Count it all joy when you face various trials. --James the brother of Jesus

Saturday, December 16, 2006

The Necessity of the Whole Bible

I was browsing through some of the other blogs with the same interests as I have, and found one by a student in Massachusetts who openly holds to feminist theology. I read her most recent post, and commented to her with one question: What role does the Bible play in what you call Christianity?

You may find her blog at http://marydaly.blogspot.com/.

In this article she explained her view of what Christianity is, and she used much language that you might hear in evangelical circles. However, this language had been redefined to fit her purposes. Is this a legitimate way to claim to be a follower of Jesus Christ? The only access that we have today to any historical knowledge of who Jesus is, is through the Bible. One might be tempted to look only to the gospels to find this picture. However, this is assuming that there is some contradiction between the gospels and the epistles--or the rest of the Bible for that matter.

And what historical arrogance we display when we think that we can judge who Jesus was better than those who knew him, and who knew his followers at the time that he walked this earth!

My point is this, if we do not agree with those who first called Christians about essential questions such as the nature of God, Sin, Humanity, and Reality, we have no business calling ourselves by the same name as them.

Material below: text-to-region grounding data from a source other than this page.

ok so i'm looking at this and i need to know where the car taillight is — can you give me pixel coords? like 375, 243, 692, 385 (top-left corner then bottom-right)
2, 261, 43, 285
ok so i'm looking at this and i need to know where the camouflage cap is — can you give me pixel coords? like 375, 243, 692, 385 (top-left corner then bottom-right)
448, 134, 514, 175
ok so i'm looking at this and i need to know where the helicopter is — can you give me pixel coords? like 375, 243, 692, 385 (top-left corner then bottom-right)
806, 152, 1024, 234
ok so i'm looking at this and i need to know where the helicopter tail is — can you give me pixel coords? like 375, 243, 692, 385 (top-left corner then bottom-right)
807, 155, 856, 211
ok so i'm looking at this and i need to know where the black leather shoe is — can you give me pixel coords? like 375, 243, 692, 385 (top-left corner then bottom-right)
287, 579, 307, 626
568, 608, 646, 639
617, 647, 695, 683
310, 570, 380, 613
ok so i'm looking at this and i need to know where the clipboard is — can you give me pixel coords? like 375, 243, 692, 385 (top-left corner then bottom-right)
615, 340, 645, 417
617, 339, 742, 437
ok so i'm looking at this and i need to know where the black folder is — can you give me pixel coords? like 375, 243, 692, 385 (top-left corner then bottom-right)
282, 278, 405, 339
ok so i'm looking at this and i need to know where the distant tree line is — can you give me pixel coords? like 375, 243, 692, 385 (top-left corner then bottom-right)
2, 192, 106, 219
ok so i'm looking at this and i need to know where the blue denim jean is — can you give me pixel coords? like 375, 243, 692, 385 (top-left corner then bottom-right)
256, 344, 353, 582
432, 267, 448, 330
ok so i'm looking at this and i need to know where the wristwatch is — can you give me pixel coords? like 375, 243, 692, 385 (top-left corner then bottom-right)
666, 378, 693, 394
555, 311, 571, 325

The theology that I read on that post is really merely giving new application to what Freidrich Schleirmacher began a few centuries ago--which gave birth to classical liberalism. In an attempt to make Christianity more reasonable to modern people, Schleirmacher rejected the historic Christian message and redefined his terms. Classic liberalism, in an attempt to then get something out of the Bible that they could accept redefined Jesus in to their own image. In a paraphrase, as Albert Switzer said all liberalism did was to look down into the well of history looking for Jesus, but all they saw was their own reflection looking back. This is the definition of idolatry--making God in man's image.